1. Protéjase del sol
Una de las formas más importantes de cuidar la piel es protegerla del sol. La exposición prolongada al sol puede provocar arrugas, manchas de la edad y otros problemas cutáneos, además de aumentar el riesgo de cáncer de piel.
La mejor protección solar:
Utiliza un protector solar. Utilice un protector solar de amplio espectro con un factor de protección solar de al menos 15. Utilice suficiente protector solar y vuelva a aplicarlo cada dos horas o más a menudo si nada o suda.
Busca las zonas de sombra. Evite el sol entre las 10 de la mañana y las 4 de la tarde, cuando los rayos solares son más fuertes.
Llevar ropa de protección. Protéjase la piel llevando ropa ajustada de manga larga, pantalones largos y un sombrero de ala ancha. Considere también la posibilidad de utilizar detergentes que proporcionen a la ropa una protección extra frente a los rayos UV durante un número limitado de lavados, o prendas de protección especiales diseñadas para mantener alejados los rayos UV.
2. Está prohibido fumar
Fumar envejece la piel y contribuye a la aparición de arrugas. Fumar contrae los pequeños vasos sanguíneos de las capas externas de la piel, reduciendo la circulación y haciendo que la piel parezca más pálida. También elimina el oxígeno y los nutrientes que son esenciales para una piel sana.
Fumar también daña el colágeno y la elastina, las fibras que dan firmeza y elasticidad a la piel. Además, las expresiones faciales repetitivas mientras se fuma, como fruncir los labios al inhalar y cerrar los ojos al exhalar el humo, también pueden contribuir a la aparición de arrugas.
El tabaquismo también aumenta el riesgo de carcinoma de células escamosas. Si fuma, la mejor manera de proteger su piel es dejar de hacerlo. Pida consejo o tratamiento a su médico para que le ayude a dejar de fumar.
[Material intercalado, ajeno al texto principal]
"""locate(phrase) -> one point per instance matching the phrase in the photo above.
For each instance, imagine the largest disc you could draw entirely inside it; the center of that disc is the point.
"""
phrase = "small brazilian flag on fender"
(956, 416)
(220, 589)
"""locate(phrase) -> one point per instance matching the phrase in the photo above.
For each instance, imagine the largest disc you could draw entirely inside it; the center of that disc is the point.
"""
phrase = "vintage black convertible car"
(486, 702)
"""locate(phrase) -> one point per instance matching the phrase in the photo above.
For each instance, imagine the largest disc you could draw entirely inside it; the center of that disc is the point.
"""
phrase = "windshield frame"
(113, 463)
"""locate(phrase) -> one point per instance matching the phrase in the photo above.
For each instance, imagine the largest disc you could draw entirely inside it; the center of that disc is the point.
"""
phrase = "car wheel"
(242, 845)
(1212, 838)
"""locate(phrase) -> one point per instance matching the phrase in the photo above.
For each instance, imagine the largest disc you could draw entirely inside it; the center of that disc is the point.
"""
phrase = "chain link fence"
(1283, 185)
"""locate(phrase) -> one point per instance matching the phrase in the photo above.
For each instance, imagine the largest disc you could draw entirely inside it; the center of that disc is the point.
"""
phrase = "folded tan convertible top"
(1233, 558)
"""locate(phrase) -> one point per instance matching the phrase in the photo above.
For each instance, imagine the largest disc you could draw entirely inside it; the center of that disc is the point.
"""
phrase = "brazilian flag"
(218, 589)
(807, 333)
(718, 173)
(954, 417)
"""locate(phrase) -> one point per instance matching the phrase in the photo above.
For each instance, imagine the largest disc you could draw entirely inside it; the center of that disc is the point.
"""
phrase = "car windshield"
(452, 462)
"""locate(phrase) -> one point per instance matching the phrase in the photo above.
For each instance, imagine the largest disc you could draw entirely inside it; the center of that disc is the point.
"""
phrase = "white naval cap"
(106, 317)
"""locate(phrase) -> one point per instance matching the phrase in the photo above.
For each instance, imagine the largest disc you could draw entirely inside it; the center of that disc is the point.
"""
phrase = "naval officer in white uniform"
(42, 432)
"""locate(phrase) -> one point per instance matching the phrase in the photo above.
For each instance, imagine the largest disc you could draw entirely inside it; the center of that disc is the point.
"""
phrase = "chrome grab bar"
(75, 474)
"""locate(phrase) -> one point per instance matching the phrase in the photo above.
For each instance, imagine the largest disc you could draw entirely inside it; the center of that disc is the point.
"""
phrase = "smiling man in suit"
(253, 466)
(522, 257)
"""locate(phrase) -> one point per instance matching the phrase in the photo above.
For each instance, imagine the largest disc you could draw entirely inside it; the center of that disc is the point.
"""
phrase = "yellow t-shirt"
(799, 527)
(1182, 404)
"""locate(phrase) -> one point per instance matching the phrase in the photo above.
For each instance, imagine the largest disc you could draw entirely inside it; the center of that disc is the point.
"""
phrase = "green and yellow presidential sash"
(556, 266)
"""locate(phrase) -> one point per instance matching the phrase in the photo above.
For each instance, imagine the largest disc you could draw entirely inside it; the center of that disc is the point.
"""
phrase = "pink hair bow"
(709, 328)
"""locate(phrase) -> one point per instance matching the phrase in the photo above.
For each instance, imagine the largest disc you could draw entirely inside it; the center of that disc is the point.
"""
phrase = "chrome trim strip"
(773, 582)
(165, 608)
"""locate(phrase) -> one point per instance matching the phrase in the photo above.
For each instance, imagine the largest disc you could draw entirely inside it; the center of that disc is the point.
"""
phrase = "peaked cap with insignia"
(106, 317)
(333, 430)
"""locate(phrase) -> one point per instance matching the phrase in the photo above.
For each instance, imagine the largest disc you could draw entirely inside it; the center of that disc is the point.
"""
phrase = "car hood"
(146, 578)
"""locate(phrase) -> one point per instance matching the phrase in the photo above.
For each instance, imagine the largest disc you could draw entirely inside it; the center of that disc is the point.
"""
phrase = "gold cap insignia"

3. Trata tu piel con suavidad
La limpieza y el afeitado diarios pueden dañar la piel. Trátelo con cuidado:
Limitar el tiempo de baño. Limite los efectos del agua caliente y de los baños o duchas largos en su piel. Limite los baños o duchas y utilice agua tibia en lugar de caliente.
Evite los jabones fuertes. Los jabones y detergentes fuertes despojan a la piel de sus aceites naturales. Utiliza limpiadores suaves en su lugar.
Aféitate bien. Utiliza crema de afeitar, crema o gel antes del afeitado para proteger y lubricar la piel. Utiliza una maquinilla de afeitar limpia y afilada para conseguir un afeitado apurado. Aféitate en la dirección del crecimiento del vello, no en contra.
Drenaje. Después de ducharse o bañarse, séquese suavemente la piel con una toalla para retener la humedad.
Hidratar la piel seca. Si tienes la piel seca, utiliza una crema hidratante que se adapte a tu tipo de piel. Para su uso diario, elija una crema hidratante con factor de protección solar.
4. Llevar una dieta saludable
Una dieta saludable puede ayudarte a verte y sentirte mejor. Come mucha fruta, verduras, cereales integrales y proteínas magras. La relación entre la dieta y el acné no está clara, pero algunos estudios sugieren que una dieta rica en aceite de pescado o en suplementos de aceite de pescado, sin grasas poco saludables ni carbohidratos procesados o refinados, puede ayudar a rejuvenecer la piel. Beber mucha agua ayuda a mantener la piel hidratada.
5. Cómo lidiar con el estrés
Cuando el estrés se descontrola, la piel puede volverse más sensible, lo que puede provocar acné y otros problemas cutáneos. Toma medidas para controlar el estrés y mantener tu piel sana y de buen humor. Duerma lo suficiente, establezca límites sensatos, reduzca su lista de tareas pendientes y dedique tiempo a las cosas que le gustan. Los resultados pueden ser más significativos de lo que usted espera.